P.S. I also noticed that in the Cake Hand History pages, there is even a checkbox to view the hand in four color.

P.P.S. There are also physical four color cards for playing live games. Can't really warm up to that idea though.

P.P.P.S. I am glad they chose the colors that they did for the 3rd and 4th suits. I think that those were the most appropriate color choices that they could have come up with. Red Hearts is a natural choice. Green Clovers totally makes sense. Black Spades also a no brainer. And that leave Diamonds which generally have no distinct hue to pick up the only reasonable fourth color remaining, Blue.

7 comments:

Ryan said...

Yeah, I have four-color on. It's particularly helpful for multitabling, and for Omaha. Live-game four color does feel a bit sacreligious, but I'm not sure why it feels OK online but not live...

Marshall said...

I use it 100% of the time. You get used to it and turning it off becomes quite alarming.

Sushi Cowboy said...

Four color decks: TNP Approved!

Austin said...

I love it. Have it on constantly. On small screens it's very easy for me to mix up two of the same colors, so this helps out tremendously.

royalbacon said...

Can't see how it would help a live game, but it sure sounds like a good idea online.

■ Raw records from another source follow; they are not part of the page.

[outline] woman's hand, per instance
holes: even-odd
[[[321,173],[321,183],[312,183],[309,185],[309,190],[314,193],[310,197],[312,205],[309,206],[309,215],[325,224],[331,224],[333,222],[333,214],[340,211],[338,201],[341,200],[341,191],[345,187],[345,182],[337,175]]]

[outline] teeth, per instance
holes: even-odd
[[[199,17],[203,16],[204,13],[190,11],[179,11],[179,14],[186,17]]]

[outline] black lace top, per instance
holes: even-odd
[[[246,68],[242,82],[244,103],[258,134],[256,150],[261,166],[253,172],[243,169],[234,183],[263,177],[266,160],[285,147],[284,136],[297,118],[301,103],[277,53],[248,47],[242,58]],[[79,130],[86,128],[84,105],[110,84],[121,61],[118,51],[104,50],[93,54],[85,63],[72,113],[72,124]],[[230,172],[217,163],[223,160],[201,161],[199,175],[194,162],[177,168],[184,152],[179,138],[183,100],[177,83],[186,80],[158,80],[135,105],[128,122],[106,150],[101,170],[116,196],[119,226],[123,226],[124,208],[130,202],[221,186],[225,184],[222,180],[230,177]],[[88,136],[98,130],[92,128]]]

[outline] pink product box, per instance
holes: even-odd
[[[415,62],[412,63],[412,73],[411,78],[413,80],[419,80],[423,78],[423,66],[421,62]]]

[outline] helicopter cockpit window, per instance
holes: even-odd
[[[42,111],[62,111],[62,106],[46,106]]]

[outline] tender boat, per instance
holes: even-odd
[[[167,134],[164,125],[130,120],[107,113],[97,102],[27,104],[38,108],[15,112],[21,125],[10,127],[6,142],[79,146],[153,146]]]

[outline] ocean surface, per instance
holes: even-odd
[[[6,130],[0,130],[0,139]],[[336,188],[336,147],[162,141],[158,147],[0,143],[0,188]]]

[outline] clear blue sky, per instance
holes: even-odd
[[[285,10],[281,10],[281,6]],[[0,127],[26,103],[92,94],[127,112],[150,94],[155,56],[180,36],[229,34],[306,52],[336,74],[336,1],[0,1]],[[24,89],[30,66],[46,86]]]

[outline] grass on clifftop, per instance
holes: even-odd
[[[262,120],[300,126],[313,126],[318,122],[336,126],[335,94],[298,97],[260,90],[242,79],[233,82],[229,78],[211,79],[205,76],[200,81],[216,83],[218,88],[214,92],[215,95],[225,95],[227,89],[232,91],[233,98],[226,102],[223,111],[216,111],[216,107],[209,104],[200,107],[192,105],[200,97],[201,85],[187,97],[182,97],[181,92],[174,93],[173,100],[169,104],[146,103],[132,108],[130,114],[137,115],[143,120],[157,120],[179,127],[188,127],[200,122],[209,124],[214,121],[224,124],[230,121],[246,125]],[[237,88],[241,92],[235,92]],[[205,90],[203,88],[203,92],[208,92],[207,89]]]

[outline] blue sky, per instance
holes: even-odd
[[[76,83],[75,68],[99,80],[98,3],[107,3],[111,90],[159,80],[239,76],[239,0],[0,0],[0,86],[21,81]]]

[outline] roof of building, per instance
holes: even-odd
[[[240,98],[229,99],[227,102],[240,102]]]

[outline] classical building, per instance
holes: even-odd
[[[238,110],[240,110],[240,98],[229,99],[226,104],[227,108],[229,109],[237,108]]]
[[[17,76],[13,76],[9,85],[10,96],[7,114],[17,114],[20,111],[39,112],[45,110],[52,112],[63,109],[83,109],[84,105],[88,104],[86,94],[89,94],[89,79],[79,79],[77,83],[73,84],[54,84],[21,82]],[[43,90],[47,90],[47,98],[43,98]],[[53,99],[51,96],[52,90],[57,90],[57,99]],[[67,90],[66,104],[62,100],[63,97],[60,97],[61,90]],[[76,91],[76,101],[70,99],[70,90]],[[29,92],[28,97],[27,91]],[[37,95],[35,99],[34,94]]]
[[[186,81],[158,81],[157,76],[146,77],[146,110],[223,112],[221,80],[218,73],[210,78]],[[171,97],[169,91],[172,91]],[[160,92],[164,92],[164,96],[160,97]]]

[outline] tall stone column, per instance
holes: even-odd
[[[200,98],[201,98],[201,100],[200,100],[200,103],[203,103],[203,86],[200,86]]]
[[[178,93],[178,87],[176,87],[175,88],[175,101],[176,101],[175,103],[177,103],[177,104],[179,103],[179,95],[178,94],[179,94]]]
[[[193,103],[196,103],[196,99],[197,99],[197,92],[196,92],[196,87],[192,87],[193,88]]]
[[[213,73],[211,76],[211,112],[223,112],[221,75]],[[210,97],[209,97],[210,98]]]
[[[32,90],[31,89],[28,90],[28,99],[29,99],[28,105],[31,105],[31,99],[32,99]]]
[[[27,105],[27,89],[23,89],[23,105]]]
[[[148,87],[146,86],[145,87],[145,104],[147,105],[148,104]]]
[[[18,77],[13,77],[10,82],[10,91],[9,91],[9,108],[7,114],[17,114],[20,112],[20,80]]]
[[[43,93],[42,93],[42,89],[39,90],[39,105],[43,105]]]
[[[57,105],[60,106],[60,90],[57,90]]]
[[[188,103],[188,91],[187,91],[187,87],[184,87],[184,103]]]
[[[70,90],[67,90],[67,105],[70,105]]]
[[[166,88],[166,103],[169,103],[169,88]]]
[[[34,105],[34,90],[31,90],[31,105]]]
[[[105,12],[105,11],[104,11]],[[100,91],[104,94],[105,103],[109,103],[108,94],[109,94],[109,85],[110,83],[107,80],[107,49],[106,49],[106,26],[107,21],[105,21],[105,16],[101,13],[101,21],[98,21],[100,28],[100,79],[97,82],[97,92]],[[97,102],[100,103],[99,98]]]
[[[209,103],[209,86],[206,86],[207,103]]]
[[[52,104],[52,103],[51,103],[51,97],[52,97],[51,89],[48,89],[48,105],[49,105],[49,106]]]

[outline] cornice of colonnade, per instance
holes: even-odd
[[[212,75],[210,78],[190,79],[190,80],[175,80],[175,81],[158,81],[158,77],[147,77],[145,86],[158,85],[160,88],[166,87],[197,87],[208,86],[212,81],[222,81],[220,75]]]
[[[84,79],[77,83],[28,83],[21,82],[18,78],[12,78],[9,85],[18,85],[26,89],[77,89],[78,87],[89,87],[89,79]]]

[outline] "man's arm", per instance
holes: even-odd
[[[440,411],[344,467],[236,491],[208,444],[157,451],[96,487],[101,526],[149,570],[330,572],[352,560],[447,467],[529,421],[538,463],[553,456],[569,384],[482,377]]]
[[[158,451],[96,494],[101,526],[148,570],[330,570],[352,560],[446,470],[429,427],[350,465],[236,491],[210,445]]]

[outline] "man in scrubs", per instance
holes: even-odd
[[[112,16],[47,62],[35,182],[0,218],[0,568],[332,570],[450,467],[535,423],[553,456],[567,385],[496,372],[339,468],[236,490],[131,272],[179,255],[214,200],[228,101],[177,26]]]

Concerning the "rightness" of green clovers and blue diamonds, I'd like to know which came first: 4-color decks or Lucky Charms cereal. And I bet it's Lucky Charms. So, with that, there was NO other choice than blue diamonds and green clovers, regardless of what looks right in nature. It's only what sounds right in the context of stale, colorful little marshmallows that really counts.

I’d like to propose we swap out black spades for purple horseshoes.

Marshall said...

LOL@ purple horseshoe poker suits. That would be so sick.

Sushi Cowboy said...

I knew they had been monkeying with the charms over the years. I recall feeling like they bastardized the "original" mix of charms from when I was a kid but they actually have ALWAYS messed with the mixture. Brief history of the cereal below...

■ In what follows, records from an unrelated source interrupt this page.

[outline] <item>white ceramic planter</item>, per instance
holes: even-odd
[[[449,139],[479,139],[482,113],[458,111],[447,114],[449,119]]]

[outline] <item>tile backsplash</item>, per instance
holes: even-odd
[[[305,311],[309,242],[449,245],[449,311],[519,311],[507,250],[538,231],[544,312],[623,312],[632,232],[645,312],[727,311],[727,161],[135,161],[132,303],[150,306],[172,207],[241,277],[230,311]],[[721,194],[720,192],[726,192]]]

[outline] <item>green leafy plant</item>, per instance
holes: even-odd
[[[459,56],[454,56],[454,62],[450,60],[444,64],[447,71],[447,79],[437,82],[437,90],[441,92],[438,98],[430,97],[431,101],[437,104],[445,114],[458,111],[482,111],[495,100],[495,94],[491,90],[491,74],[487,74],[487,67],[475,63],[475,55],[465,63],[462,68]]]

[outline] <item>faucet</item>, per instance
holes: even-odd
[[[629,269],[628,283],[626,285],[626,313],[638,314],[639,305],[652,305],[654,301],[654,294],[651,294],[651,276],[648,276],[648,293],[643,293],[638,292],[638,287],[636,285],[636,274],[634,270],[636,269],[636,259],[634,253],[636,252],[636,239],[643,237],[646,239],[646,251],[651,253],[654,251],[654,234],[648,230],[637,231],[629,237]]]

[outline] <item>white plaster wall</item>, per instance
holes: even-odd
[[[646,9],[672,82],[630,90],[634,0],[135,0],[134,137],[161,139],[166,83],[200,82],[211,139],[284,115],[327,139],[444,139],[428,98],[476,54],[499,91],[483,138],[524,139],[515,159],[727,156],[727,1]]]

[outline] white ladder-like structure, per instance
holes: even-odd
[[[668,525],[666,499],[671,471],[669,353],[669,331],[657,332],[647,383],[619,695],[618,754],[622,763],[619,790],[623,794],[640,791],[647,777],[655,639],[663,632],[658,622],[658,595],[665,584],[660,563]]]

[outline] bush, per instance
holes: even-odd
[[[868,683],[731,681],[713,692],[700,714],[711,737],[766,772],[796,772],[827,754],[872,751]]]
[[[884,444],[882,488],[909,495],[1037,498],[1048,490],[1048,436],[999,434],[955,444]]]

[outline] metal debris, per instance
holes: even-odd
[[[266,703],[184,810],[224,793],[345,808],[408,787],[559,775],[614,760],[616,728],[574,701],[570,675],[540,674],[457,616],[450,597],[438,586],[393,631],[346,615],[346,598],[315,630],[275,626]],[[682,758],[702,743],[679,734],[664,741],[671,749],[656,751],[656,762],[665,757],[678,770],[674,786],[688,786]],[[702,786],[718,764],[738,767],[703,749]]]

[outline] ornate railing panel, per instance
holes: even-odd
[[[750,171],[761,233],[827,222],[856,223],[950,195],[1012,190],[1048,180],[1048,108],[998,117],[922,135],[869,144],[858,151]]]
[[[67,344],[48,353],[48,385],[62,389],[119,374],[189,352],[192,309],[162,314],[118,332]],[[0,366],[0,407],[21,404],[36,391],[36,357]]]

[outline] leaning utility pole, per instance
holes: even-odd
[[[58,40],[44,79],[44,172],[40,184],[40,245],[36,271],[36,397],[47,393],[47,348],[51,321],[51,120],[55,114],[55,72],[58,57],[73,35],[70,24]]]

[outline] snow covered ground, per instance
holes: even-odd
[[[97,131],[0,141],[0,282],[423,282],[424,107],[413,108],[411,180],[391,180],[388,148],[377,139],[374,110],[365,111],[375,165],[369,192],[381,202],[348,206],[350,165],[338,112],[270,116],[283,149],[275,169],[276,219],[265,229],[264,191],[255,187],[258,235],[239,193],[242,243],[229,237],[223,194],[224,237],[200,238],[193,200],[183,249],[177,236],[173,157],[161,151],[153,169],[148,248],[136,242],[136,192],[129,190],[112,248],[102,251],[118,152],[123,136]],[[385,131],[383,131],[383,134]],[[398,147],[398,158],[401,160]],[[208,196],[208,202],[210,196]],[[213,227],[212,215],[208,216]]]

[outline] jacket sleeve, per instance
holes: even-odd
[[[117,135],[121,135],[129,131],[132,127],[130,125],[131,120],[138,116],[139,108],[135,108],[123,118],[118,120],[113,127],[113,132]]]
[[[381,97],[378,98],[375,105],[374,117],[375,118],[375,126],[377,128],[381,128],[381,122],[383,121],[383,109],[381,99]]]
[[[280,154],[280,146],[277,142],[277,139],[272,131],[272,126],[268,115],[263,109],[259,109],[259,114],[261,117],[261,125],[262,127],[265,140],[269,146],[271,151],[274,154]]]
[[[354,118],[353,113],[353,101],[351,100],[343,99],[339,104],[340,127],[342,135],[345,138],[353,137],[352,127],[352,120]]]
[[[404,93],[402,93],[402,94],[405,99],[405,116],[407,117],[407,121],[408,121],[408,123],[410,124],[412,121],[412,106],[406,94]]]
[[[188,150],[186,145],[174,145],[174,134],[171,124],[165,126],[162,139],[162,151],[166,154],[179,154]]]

http://en.wikipedia.org/wiki/Lucky_Charms

Originally Lucky Charms consisted of 1 type of marbit and that was a multicolored rainbow. Subsequently, the General Mills marketing department found that sales performed dramatically better if the composition of the marbits changed periodically.[1] Various other features of the marbits were also modified to maximize their appeal to the cereal's target young consumers. In focus groups and market research, more brightly colored charms resulted in better sales than dull or pastel colors.[1] Holahan called Lucky Charms a "lesson in creative marketing."[4] Currently, General Mills conducts frequent "concept-ideation" studies on Lucky Charms.[1]

For a brief period of time in 1975, Lucky the Leprechaun was replaced as the cereal's mascot by Waldo the Wizard, who performed better in focus groups and initial market tests than Lucky. Waldo was quickly retired, and Lucky once again reinstated a year later.[5]

...

The main selling point for Lucky Charms has always been the marshmallows (or "marbits" as General Mills calls them). The first boxes of Lucky Charms cereal contained marshmallows in the shapes of pink hearts, yellow moons, orange stars, and green clovers. The lineup has changed occasionally over the years, beginning with the introduction of blue diamonds in 1975. Purple horseshoes joined the roster in 1984, followed by red balloons in 1989, rainbows in 1992, pots of gold in 1994, leprechaun hats in 1996, and shooting stars in 1998.[1]